Although this monument in Orizaba, Veracruz bears the name “Catarina de Erauso”, it is actually a monument to Antonio de Erauso… the first legally recognized transgender.

Born afout 1585, Catarina Erauso was a recalcatrant child, packed off to a convent at the age of four, where she proved too much for the kindy “day care” nuns to handle, who sent her off to the Convent of San Sebastian, known for his high standards and disciplined mode of life. Which did not appeal at all to Catarina, especially once she reached puberty and … uh…. acted out her teenage rebellion, starting fist fight with the other nuns, eventually breaking a habit (so to speak), robbing the convent treasury, and going over the wall.

Hitting the road as “Francisco de Loyala” she surfaced in 1602 when she beat up a boy for insulting her, and served a month in prison, again under the name of Francisco. Sometime around 1605 she emigrated to the Americas, next popping up in Peru in 1612, where she joined the army as Francisco in its war against the Mapuche people of Chile, serving until 1617, earning the rank of Lieutenant. It’s said that at some point she had met with ther brother, then an aide to the Viceroy, earning the rank of Lieutenant. It’s said that at some point she had met with ther brother, then an aide to the Viceroy, who did not recognize her, nor was she disposed to give away her forner identity.

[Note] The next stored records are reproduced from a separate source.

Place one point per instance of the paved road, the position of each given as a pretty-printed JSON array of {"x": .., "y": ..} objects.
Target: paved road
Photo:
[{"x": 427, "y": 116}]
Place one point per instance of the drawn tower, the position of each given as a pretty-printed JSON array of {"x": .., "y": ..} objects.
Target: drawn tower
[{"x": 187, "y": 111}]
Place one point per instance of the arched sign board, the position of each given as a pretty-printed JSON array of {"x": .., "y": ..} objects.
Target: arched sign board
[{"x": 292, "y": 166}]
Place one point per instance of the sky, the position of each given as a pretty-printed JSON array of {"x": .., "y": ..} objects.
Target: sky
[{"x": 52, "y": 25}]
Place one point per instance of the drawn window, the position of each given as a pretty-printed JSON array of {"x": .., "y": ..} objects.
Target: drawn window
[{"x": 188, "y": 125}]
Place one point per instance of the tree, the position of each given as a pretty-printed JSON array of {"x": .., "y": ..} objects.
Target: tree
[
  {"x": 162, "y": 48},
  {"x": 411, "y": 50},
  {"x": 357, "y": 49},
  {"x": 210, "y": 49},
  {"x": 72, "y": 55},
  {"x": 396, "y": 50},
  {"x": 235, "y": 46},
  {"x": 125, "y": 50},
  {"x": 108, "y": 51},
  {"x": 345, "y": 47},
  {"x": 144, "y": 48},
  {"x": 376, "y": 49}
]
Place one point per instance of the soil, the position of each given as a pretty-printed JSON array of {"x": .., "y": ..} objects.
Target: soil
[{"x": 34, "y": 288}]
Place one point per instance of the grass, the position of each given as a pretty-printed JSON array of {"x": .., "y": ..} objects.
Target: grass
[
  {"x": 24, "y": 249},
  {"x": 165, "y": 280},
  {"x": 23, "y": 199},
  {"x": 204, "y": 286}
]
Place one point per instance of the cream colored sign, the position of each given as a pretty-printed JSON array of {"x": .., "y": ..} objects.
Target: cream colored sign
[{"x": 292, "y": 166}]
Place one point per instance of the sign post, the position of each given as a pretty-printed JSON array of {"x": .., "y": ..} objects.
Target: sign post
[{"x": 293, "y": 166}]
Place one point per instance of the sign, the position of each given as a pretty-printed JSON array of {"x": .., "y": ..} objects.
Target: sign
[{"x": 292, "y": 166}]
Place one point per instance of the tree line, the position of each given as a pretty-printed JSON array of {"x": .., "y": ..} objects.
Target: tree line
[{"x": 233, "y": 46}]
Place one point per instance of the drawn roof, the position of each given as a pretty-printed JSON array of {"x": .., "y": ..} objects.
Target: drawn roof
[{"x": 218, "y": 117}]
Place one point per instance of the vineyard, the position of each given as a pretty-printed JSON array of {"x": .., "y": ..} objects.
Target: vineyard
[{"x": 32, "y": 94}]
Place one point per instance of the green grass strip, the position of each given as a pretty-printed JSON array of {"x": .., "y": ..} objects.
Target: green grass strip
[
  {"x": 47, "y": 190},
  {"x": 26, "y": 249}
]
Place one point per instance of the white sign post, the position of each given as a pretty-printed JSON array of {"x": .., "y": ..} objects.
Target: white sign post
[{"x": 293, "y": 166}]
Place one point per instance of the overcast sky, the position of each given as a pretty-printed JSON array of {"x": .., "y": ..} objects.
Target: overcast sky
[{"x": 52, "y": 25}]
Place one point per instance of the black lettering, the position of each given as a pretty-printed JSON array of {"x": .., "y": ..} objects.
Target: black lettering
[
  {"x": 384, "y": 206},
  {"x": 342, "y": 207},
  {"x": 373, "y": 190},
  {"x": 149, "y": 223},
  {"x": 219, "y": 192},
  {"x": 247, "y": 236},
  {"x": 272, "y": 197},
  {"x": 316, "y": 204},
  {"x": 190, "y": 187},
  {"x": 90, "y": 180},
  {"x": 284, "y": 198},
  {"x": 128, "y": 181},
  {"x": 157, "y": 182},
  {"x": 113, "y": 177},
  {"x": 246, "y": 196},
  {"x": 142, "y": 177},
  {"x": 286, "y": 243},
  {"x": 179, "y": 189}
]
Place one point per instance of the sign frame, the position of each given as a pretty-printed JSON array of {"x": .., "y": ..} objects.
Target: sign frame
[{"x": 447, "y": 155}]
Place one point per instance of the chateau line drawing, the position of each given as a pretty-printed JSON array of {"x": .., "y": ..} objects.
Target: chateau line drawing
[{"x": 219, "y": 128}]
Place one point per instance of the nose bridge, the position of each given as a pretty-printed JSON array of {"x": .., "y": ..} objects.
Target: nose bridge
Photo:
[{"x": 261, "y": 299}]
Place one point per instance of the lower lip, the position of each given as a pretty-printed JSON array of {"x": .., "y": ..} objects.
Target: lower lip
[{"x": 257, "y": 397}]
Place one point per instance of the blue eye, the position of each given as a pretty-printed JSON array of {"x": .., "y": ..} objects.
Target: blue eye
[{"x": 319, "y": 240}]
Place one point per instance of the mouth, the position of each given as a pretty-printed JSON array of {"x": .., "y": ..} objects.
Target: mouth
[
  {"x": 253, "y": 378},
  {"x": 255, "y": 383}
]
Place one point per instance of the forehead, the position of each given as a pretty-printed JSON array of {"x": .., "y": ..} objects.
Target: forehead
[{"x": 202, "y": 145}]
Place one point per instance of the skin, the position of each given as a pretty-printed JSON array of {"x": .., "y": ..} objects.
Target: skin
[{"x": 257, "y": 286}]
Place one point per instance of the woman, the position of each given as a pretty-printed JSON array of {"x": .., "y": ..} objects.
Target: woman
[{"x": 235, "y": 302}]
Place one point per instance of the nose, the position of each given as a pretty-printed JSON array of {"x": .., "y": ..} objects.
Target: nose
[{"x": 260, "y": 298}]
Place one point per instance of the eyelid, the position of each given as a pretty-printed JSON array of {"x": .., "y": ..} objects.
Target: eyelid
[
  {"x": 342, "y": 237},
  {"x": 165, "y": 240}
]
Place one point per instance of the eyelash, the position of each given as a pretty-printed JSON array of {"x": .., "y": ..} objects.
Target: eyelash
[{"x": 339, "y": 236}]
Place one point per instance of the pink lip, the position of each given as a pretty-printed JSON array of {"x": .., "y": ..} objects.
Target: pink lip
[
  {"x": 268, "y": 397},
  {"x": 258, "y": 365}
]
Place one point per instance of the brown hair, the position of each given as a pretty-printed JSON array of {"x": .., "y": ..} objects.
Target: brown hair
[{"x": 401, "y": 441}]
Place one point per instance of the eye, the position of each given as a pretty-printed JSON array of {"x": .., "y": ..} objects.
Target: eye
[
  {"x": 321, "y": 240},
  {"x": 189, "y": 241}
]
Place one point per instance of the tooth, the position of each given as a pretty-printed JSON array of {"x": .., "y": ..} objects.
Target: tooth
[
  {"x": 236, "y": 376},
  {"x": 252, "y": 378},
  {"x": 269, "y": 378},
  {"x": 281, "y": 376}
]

Either before, or during, her military career, she’d become a professional gambler, whcih led to at least two murder warrants in Lima. She fled to Cusco, and… likely to be hanged… thowing the dice (so to speak), she threw herself on the mercy of the local bishop, pleading she was a repentant nun and a virgin who didn’t deserve to be hanged.

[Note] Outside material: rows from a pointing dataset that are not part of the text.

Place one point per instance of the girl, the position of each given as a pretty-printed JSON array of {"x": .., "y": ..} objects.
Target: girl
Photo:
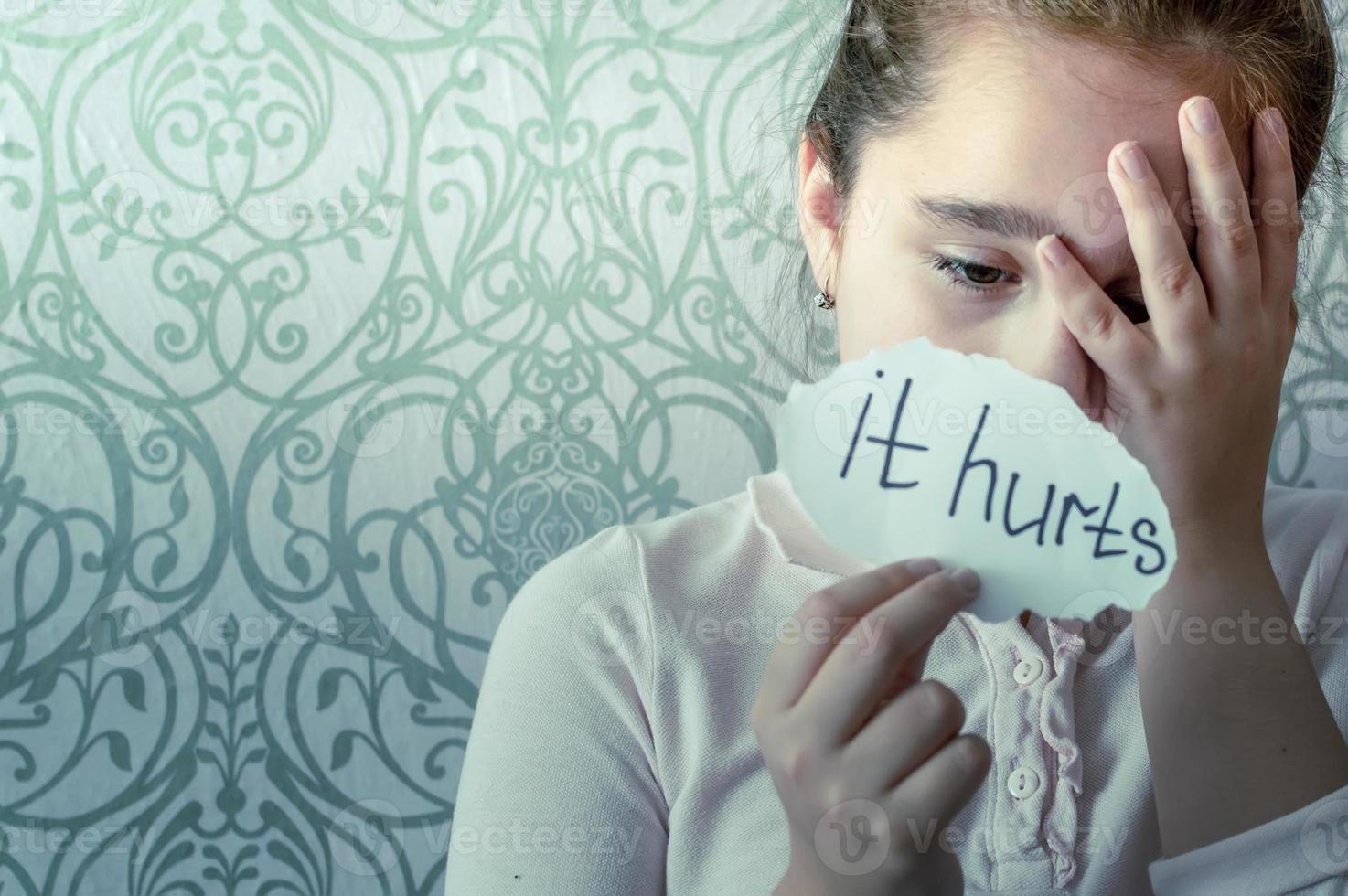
[{"x": 1106, "y": 194}]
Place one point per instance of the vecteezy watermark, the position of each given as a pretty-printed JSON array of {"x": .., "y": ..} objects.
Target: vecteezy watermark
[
  {"x": 853, "y": 837},
  {"x": 856, "y": 836},
  {"x": 122, "y": 629},
  {"x": 1245, "y": 628},
  {"x": 529, "y": 837},
  {"x": 64, "y": 839}
]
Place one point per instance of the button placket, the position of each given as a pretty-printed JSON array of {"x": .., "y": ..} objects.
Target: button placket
[
  {"x": 1021, "y": 674},
  {"x": 1027, "y": 671}
]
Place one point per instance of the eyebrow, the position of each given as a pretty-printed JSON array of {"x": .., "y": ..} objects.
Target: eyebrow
[{"x": 1003, "y": 219}]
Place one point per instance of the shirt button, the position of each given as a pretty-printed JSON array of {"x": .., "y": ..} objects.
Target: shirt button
[
  {"x": 1023, "y": 782},
  {"x": 1027, "y": 670}
]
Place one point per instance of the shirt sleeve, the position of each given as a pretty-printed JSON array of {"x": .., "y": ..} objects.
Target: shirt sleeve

The Bishop could believe she was a nun, and had what passed for credible testimony that she was a virgin, but was a bit dubious about the repentent part. Not comfortable with the idea of turning a nun over to be hanged, but not wanting to have a nun of such dubious reputation on his hands either, he had her shipped back to the motherland, where the sensational story of the nun turned soldier had already reached the court of Felipe IV.

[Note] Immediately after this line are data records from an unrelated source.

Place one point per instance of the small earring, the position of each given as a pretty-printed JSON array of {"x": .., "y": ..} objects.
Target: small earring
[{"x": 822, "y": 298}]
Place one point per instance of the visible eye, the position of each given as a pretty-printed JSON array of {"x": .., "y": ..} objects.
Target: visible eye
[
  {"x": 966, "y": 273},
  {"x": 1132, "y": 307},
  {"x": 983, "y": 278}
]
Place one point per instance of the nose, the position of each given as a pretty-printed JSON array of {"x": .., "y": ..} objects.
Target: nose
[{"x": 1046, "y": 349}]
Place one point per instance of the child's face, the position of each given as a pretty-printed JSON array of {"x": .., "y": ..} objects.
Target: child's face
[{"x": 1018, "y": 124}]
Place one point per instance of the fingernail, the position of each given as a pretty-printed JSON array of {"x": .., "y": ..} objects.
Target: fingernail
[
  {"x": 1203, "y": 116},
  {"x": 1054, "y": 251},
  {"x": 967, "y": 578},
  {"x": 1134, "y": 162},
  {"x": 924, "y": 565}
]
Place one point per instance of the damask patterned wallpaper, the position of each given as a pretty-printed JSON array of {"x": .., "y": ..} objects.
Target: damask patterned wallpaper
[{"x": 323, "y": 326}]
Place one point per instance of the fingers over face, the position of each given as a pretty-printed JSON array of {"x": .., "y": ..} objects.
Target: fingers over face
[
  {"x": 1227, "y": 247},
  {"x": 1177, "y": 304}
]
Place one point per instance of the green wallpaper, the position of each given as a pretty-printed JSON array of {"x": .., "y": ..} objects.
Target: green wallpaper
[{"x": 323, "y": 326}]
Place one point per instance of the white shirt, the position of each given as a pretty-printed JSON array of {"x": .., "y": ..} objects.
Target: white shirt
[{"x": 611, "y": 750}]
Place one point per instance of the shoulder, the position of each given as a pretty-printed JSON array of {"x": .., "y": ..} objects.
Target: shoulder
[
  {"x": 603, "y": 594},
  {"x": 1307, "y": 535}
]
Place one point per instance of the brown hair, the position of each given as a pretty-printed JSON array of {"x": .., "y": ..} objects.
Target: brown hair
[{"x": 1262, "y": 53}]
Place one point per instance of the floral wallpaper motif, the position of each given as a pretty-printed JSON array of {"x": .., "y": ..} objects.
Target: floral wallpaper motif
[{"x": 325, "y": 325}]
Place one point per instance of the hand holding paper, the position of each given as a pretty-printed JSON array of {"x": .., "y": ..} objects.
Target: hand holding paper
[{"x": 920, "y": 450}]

Felipe might have been as ridiculously formal and reactionary as any of his inbred Hapsburg relations, but he did have the saving grace of a sense of irony, and seemed to find joy in the less conventional of his loyal subjects. Famously, when he commissioned Diego Velaquez’ to portray the royal daughers, he specifically wanted his favorite jester, the dwarf Maria Babaso, included (she’ standing on the far right) mostly just to annoy the Queen, who Felipe richly rewarded for Maria’s practical jokes on his humorless spouse.

Whether out of that sense of irony, or a genuine tolerance for human differences (we’d like to think the latter), Felipe came to a suprisingly modern conclusion. The former Caterina Erauso was a member of the Erauso family (which included some aristocratic pretentions and priviliges), BUT as a SON… Antonio Erauso. In fact, Felipe was so charmed by the adventures of “Franciso de Loyala” … which were soon written up by an anonyous author as “The Lieutenant Nun”… that he sent (at his expense) now famous Antonio to Rome to meet with Pope Urban VIII, who also decreed that the person he met was Antonio Erauso. And you can’t get more official that that.

Antonio returned to the Americas… to New Spain, in 1630, living a somewhat less adventurous, but also less public, life, spending the next 20 years as a mule driver (a good job in colonial Mexico) on the Vercruz to Mexico City route. He’s buried in Cotlaxtla, having died in 1650 on the trail.